La mise sur pied d’un équipage B (comme c’est déjà le cas sur les sous-marins nucléaires) permet « d’accroître sensiblement l’activité opérationnelle » et d’offrir plus de visibilité aux marins.
Ces derniers seront engagés sur des cycles de quatre mois, alternant périodes à la mer et périodes à terre (formation, maintenance) ou en entraînement. Initialement, les FREMM avaient été vendues pour un seul équipage de 108 marins (détachement aéro compris), qui a évolué vers 120, voire 140 marins.
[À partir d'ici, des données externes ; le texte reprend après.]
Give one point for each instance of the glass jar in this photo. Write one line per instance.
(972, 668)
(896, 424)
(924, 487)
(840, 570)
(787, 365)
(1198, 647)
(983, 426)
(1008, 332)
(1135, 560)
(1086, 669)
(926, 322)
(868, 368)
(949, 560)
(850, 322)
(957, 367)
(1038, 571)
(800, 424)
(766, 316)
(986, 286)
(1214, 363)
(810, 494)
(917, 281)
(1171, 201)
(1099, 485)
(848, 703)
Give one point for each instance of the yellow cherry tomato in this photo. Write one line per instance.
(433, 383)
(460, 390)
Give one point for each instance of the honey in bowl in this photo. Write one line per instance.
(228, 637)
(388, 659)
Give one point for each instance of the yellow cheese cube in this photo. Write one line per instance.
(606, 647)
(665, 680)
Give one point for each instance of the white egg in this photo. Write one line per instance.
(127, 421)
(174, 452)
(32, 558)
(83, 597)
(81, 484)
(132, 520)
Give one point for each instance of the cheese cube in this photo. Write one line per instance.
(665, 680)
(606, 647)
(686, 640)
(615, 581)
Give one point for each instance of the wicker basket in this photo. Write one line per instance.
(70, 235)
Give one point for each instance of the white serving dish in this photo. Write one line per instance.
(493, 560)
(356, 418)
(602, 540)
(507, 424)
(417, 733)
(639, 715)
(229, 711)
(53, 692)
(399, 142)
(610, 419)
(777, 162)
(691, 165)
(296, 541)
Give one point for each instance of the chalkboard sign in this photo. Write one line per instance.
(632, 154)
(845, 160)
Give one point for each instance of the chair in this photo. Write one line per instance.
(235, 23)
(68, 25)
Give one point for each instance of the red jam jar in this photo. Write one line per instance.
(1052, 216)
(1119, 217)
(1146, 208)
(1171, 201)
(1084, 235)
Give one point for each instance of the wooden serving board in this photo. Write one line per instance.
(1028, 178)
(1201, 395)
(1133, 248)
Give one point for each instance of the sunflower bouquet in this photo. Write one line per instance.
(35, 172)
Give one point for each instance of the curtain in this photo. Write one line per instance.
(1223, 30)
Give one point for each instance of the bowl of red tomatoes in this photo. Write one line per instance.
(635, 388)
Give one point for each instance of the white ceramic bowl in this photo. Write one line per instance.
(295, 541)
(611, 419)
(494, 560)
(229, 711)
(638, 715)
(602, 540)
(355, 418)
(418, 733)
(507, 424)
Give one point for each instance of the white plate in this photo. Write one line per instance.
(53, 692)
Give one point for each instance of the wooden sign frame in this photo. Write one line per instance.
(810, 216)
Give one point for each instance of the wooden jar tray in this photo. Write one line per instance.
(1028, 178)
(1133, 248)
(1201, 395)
Le doublement des équipages annule donc le gain qui a toujours été mis en avant par l’état-major, par rapport aux frégates anti-sous-marines (FASM) des années 70, dont les dernières sont actuellement en retrait de service.

Une autre FREMM (basée à Brest), l’Aquitaine, a également accueilli son équipage B cet été. À terme, toutes les FREMM en auront un, soit 16 équipages pour huit navires.

La frégate Languedoc est la seule des trois FREMM engagées dans l’opération Hamilton contre la Syrie, en avril 2008, qui avait pu tirer ses missiles de croisière navals (MdCN).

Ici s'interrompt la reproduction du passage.